I am associated with BAKER, McEVOY & MOSKOVITS, P.C., attorneys for defendants DANIEL SOUVENIR and BIL-EZ SERVICE CORP., and as such am fully familiar with the facts and circumstances of this action as set forth based upon the contents of the file maintained in this office.
There is absolutely no evidence Dr. Yom nor Dr. Wert examined plaintiff’s ALBERT KIM and KEYNNGTEA KO recently and as such his opinions as to causation does not have a rational basis as it is not based on any findings contemporaneous with the accident.
The last time plaintiffs ALBERT KIM and KEYNNGTEA KO’s were last examined by Dr. Wert, was in August 2019, approximately one year ago to date, prior to this matter coming before the court thereby rendering said affirmations insufficient to defeat summary judgment.
In Griffiths v.
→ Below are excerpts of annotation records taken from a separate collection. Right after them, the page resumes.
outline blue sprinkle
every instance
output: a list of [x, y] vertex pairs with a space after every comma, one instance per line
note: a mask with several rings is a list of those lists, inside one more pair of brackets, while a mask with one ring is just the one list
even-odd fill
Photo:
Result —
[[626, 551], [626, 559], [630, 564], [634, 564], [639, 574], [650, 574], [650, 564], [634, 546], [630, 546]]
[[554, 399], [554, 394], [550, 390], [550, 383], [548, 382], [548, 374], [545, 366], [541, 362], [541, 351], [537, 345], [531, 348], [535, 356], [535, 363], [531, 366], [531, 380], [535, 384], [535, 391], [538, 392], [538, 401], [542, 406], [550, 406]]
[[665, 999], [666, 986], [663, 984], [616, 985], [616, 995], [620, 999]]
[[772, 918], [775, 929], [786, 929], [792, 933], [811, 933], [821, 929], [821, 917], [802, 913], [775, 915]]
Munoz, 98 A.D.3d 997 (2d Dep’t 2013) the Appellate Division held “In opposition, the injured plaintiff failed to raise a triable issue of fact as to whether the alleged injuries to the cervical and lumbar regions of his spine constituted a serious injury under the permanent consequential limitation of use category of Insurance Law § 5102 (d) as he did not offer any objective medical findings from a recent examination of those regions of his spine.” Just as in this case, plaintiff fails to offer any recent examination rendering her opposition insufficient to create any issue of fact.
In Ceglian, the Appellate Division stated in order for a bulging or herniated disc to constitute a serious injury, plaintiff must offer objective proof of the extent or degree of the alleged physical limitations resulting therefrom, and also establish that the subject accident was the cause of these conditions.